数は力
イナゴと聞くと田んぼの風景と佃煮が連想される人が多いと思いますが、そのイナゴがまさにこれです。ハネナガイナゴともう1種、コバネイナゴというよく似た種類のイナゴがいて、主にこの2種が田んぼでイネを食べ、そして人に佃煮にして食べられているイナゴです(この2種以外にもイナゴには色々な種類がいますが)。
個人的な話を少々、、、私は幼少期を過ごした長野で稲作の手伝いをしていて、毎年稲刈りの時期には刈り取ったイネにイナゴがたくさんついていました。
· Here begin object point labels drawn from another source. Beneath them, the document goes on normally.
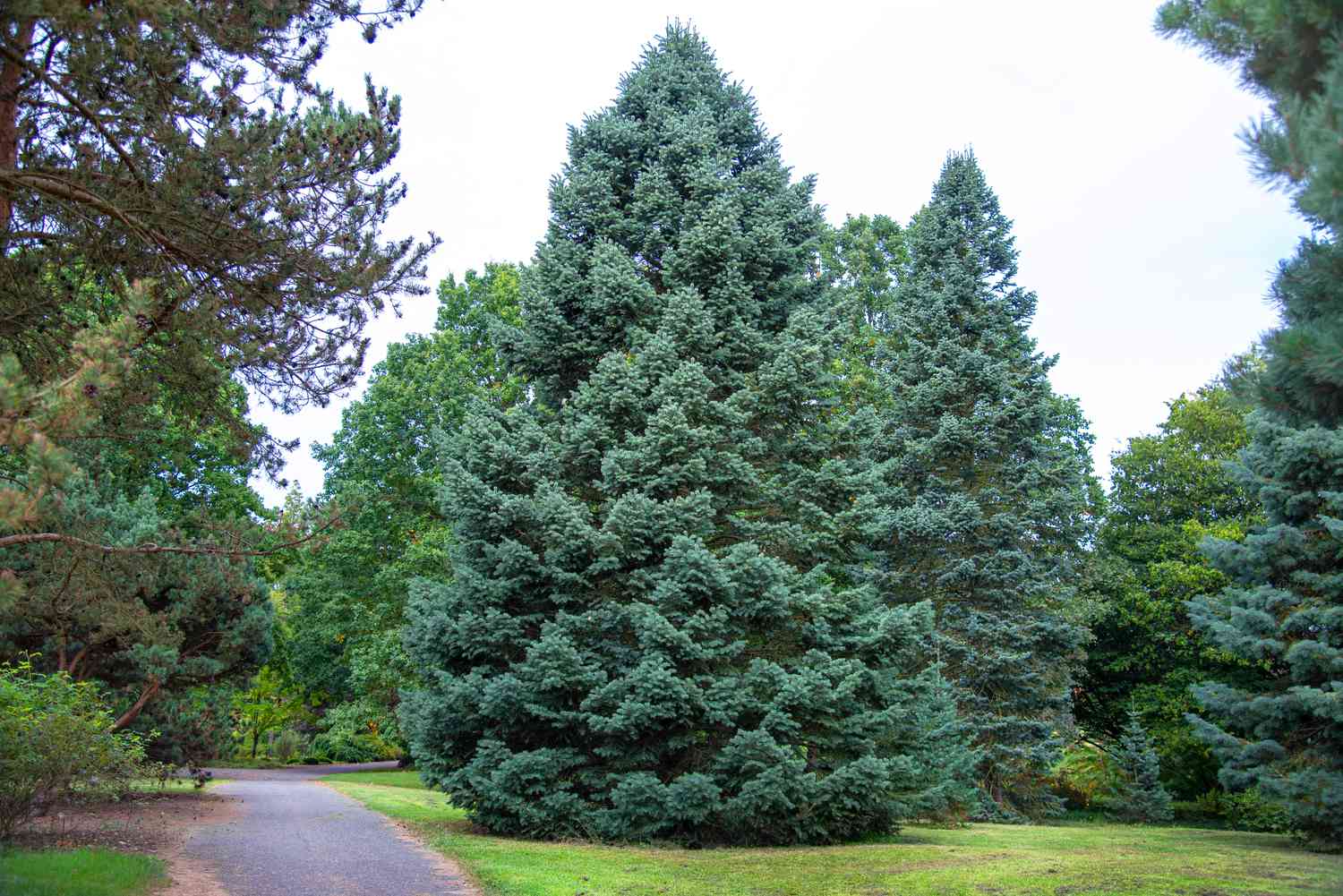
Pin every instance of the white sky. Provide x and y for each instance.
(1114, 150)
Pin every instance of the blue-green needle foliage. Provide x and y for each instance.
(1284, 609)
(652, 632)
(986, 490)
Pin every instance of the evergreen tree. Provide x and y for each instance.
(652, 630)
(1170, 491)
(383, 469)
(1143, 797)
(986, 490)
(1284, 608)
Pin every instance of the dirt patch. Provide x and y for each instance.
(144, 823)
(150, 823)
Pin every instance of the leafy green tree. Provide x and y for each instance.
(652, 629)
(1170, 491)
(986, 491)
(268, 704)
(383, 471)
(1284, 608)
(1143, 797)
(56, 734)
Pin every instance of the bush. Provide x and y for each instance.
(56, 739)
(356, 731)
(287, 746)
(344, 746)
(1246, 810)
(1085, 777)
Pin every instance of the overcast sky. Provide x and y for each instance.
(1114, 150)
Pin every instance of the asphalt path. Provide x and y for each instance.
(295, 837)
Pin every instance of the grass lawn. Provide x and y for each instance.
(1004, 860)
(78, 872)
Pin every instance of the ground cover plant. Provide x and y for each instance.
(78, 872)
(1005, 860)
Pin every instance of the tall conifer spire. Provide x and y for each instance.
(650, 632)
(986, 490)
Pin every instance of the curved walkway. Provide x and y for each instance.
(295, 837)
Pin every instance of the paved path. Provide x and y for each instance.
(295, 837)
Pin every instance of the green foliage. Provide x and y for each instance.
(652, 629)
(1168, 492)
(381, 468)
(1085, 774)
(219, 137)
(56, 737)
(144, 625)
(1021, 860)
(1142, 797)
(985, 493)
(269, 703)
(1283, 609)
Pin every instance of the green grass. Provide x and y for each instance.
(384, 778)
(244, 762)
(78, 872)
(979, 860)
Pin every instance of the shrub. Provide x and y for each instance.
(287, 746)
(56, 739)
(1246, 810)
(1085, 775)
(346, 746)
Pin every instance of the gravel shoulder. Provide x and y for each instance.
(295, 837)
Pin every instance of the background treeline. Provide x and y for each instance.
(711, 523)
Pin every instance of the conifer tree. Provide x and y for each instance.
(1144, 798)
(652, 630)
(1284, 608)
(986, 485)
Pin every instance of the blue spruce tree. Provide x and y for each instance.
(1143, 798)
(652, 629)
(986, 487)
(1284, 611)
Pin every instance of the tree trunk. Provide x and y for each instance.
(11, 75)
(145, 696)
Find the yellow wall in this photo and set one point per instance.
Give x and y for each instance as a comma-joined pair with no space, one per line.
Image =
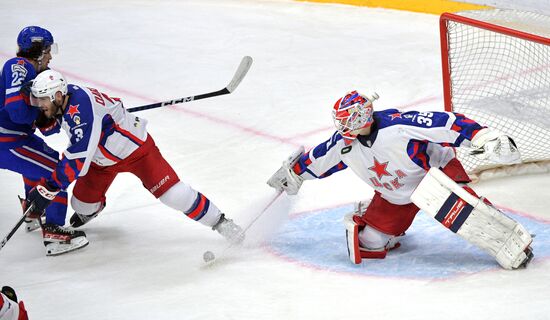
426,6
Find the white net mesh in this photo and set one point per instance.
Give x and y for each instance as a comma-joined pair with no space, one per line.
503,81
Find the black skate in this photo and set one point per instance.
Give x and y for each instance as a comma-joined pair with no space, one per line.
59,240
229,230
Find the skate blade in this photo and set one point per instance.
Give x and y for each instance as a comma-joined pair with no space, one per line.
32,225
55,249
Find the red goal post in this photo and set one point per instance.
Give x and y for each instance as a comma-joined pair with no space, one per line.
496,70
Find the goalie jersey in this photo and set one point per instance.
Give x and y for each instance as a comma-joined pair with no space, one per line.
100,130
399,151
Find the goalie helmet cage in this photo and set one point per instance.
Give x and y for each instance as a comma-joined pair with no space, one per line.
496,70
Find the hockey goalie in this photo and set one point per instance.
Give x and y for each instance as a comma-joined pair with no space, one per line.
408,158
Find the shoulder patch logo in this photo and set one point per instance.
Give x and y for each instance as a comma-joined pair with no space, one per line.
73,109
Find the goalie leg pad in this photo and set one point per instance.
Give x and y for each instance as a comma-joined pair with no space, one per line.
474,220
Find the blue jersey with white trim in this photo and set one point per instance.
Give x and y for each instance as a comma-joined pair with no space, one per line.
397,154
16,116
100,131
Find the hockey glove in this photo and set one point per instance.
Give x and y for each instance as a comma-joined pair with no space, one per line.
285,179
40,197
10,294
490,144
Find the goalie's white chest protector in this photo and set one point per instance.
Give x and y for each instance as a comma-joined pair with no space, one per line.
392,162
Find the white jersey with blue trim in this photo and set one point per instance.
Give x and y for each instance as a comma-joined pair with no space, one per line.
100,131
397,153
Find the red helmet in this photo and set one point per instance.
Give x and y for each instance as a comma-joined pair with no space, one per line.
351,113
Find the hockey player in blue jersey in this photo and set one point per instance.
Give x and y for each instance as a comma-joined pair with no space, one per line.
106,140
408,158
21,150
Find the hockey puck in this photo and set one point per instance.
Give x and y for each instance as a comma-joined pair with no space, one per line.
208,256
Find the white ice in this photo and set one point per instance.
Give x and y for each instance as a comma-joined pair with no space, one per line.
144,260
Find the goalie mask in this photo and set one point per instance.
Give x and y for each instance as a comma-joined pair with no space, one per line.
352,113
48,83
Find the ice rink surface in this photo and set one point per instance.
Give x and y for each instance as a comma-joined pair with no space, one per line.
144,260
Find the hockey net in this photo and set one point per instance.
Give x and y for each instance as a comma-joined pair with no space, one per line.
496,70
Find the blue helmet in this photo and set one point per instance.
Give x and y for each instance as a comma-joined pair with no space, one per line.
34,34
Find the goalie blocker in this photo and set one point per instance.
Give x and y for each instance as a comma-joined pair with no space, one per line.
474,220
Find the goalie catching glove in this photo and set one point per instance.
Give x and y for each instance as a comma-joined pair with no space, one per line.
285,179
490,144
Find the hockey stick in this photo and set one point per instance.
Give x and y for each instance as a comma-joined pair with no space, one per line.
16,227
245,64
209,257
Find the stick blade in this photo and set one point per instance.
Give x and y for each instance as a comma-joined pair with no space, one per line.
243,68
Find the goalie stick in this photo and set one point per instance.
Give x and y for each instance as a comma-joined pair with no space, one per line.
245,64
212,258
16,227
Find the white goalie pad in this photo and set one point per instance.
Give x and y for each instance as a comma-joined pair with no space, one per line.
479,223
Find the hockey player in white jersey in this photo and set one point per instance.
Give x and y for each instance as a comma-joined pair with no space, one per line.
105,140
408,158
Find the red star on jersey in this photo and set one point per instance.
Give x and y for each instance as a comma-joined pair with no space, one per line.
380,168
73,110
395,115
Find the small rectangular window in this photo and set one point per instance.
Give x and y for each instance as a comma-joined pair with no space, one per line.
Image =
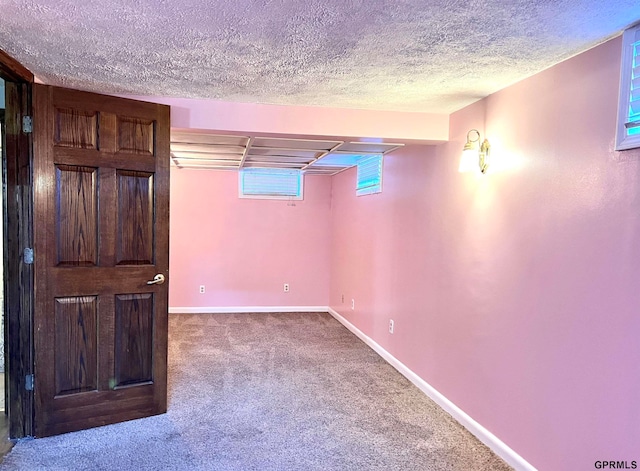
369,178
270,183
628,132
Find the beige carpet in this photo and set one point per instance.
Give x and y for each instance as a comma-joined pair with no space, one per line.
272,392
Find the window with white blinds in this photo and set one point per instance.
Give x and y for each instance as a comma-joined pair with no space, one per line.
270,183
628,133
369,178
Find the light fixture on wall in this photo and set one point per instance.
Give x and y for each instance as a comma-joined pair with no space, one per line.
475,153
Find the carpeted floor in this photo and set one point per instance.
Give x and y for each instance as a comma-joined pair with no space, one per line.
271,392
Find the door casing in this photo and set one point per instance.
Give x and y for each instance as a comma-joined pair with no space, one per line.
18,235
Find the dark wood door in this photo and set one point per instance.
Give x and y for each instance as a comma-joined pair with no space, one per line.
101,230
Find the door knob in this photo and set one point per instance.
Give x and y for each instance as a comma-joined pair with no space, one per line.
157,280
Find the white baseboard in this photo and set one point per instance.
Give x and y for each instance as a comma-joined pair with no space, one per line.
245,309
486,437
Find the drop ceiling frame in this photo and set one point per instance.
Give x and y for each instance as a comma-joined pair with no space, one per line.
228,152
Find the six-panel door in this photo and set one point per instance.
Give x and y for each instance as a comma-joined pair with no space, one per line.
101,179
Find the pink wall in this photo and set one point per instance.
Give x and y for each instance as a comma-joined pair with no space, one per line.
515,294
244,250
225,116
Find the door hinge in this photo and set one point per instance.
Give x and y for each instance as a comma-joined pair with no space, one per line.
28,382
27,256
27,124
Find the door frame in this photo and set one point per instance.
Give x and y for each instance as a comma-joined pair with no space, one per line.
18,275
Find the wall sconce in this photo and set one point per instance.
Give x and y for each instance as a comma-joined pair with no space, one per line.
474,153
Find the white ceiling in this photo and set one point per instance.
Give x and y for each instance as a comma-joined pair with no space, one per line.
409,55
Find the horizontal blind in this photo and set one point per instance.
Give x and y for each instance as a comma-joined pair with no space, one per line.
633,116
274,183
369,178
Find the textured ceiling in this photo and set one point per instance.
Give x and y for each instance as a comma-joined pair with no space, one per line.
412,55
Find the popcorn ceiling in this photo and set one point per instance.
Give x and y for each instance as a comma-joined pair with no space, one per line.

そのイナゴたちは捕獲され、排泄物が出なくなるまで放置された後に母親が佃煮にして夕食に出てくるというところまでが我が家の稲刈り体験で、おいしいと言いながら佃煮を食べる家族を尻目に幼かった私は最後まで見た目を受け入れることができないまま、今に至ります。軽いトラウマです。
長野県は海がないので貴重なたんぱく源として食虫文化があり、イナゴの佃煮の他にハチの子も有名です(こちらは当時は大丈夫でしたが、今は無理かもしれません)。
イナゴと言えばもうひとつ、大量に発生してイネなどの作物を食い荒らしてしまうイナゴの害も有名です。近年は農薬や管理技術の発達により、日本国内でイナゴやバッタが大量発生し作物に被害を与えることは少なくなりましたが、海外でバッタが大量発生しているニュースを時折目にすることがあります。そう、蝗害(こうがい)です。
日本人の感覚ではイナゴの害=蝗害とイメージする方が多いと思いますが、蝗害(こうがい)は規模が全く異なり、日本は地理的に狭いので蝗害(こうがい)と呼ばれるほどの規模の食害は起きないと考えられています。そして、原因となるバッタもイナゴではなくトノサマバッタやトビバッタが中心となります。
空を覆うほどのバッタの大群は想像を絶しますが、個人的には特定の生物が大量発生することは自然がバランスを取るためだと考えているので、こういったことを通じて自然との調和を保つことの大切さを知らされているのかもしれません。